I’m always fascinated by the question of what we need to know, culturally, to understand our Bibles better.
So I enjoyed the essay at this link by James Kugel, a Jewish biblical scholar, about a fundamental disconnect between the worldview of the Bible and of our Western world today. It’s from an essay on Psalm 104 in The Great Poems of the Bible.
Westerners see humankind as very powerful and human intellect potentially limitless. But the biblical world viewed human beings as a tiny part of a much larger reality which was utterly dependent on God. A sense of humility, of the “smallness” of man, is woven into the fabric of biblical thought.
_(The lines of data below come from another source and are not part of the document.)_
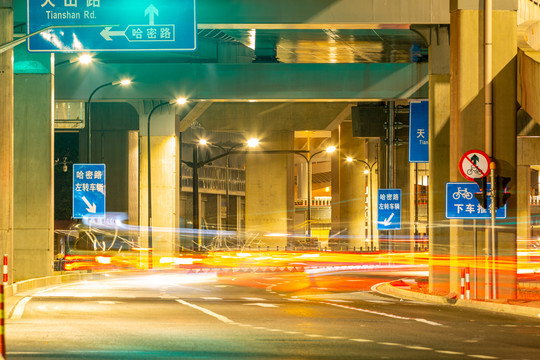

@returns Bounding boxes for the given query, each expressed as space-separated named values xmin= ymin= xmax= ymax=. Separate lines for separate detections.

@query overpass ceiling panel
xmin=222 ymin=29 xmax=428 ymax=63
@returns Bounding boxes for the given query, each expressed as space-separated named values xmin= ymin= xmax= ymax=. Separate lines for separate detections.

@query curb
xmin=376 ymin=283 xmax=540 ymax=319
xmin=4 ymin=272 xmax=107 ymax=298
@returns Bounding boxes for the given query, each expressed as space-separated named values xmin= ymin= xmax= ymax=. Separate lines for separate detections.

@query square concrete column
xmin=448 ymin=0 xmax=517 ymax=298
xmin=138 ymin=103 xmax=180 ymax=264
xmin=414 ymin=26 xmax=450 ymax=294
xmin=0 ymin=1 xmax=13 ymax=282
xmin=332 ymin=122 xmax=371 ymax=250
xmin=13 ymin=44 xmax=54 ymax=281
xmin=245 ymin=131 xmax=294 ymax=249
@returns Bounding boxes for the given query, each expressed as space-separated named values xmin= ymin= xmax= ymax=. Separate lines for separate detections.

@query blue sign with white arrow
xmin=446 ymin=182 xmax=506 ymax=220
xmin=27 ymin=0 xmax=197 ymax=52
xmin=73 ymin=164 xmax=105 ymax=219
xmin=409 ymin=100 xmax=429 ymax=163
xmin=377 ymin=189 xmax=401 ymax=230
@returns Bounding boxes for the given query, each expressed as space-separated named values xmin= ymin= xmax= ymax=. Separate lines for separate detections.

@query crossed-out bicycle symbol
xmin=466 ymin=165 xmax=484 ymax=176
xmin=452 ymin=187 xmax=473 ymax=200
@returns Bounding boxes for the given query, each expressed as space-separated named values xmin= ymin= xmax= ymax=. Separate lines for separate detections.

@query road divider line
xmin=10 ymin=296 xmax=32 ymax=320
xmin=176 ymin=299 xmax=235 ymax=324
xmin=321 ymin=301 xmax=443 ymax=326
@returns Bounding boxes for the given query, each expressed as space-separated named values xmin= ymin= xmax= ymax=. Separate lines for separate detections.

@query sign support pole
xmin=490 ymin=162 xmax=497 ymax=299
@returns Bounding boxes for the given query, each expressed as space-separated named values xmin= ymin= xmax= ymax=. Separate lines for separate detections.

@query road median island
xmin=376 ymin=281 xmax=540 ymax=319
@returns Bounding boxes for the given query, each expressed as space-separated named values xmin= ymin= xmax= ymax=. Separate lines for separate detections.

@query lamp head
xmin=247 ymin=138 xmax=259 ymax=147
xmin=176 ymin=98 xmax=187 ymax=105
xmin=112 ymin=79 xmax=131 ymax=86
xmin=77 ymin=54 xmax=94 ymax=65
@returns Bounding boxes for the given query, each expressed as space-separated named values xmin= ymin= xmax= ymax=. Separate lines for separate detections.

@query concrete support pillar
xmin=414 ymin=26 xmax=450 ymax=293
xmin=13 ymin=45 xmax=54 ymax=281
xmin=139 ymin=104 xmax=180 ymax=264
xmin=245 ymin=131 xmax=294 ymax=249
xmin=0 ymin=0 xmax=13 ymax=282
xmin=392 ymin=134 xmax=414 ymax=252
xmin=332 ymin=122 xmax=370 ymax=249
xmin=516 ymin=165 xmax=528 ymax=245
xmin=450 ymin=0 xmax=517 ymax=298
xmin=296 ymin=161 xmax=309 ymax=200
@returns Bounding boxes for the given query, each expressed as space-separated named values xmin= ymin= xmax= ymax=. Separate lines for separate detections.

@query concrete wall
xmin=13 ymin=69 xmax=54 ymax=281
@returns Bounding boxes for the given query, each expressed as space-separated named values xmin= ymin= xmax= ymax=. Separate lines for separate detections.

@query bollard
xmin=465 ymin=266 xmax=471 ymax=300
xmin=3 ymin=254 xmax=8 ymax=285
xmin=460 ymin=269 xmax=465 ymax=299
xmin=0 ymin=282 xmax=7 ymax=359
Western intellectuals assume that our worldview is more sophisticated, but Kugel feels that it’s to our detriment. We’ve lost our ability to appreciate the sense of God’s presence and grandeur that filled biblical consciousness.
Kugel remarks that even today Middle Easterners view reality more like the Bible does. He shares this recollection from Iraqi Jew who grew up in Bagdad and then moved to the West:
In Baghdad, there were all kinds of people, some very traditional, some — like my own family — modern. … But all of us, modern and traditional, knew one thing: God is very big and man is very little. Once, some years after I had left Baghdad and moved to Western society, I went one evening to hear a famous theologian speak. I hoped that he would give me some piece of wisdom. But the more he spoke, the more his ideas and my own swirled around together in my head and the more upset I became. I could not get out of my mind this new thought: Man is very big, and God is very far away.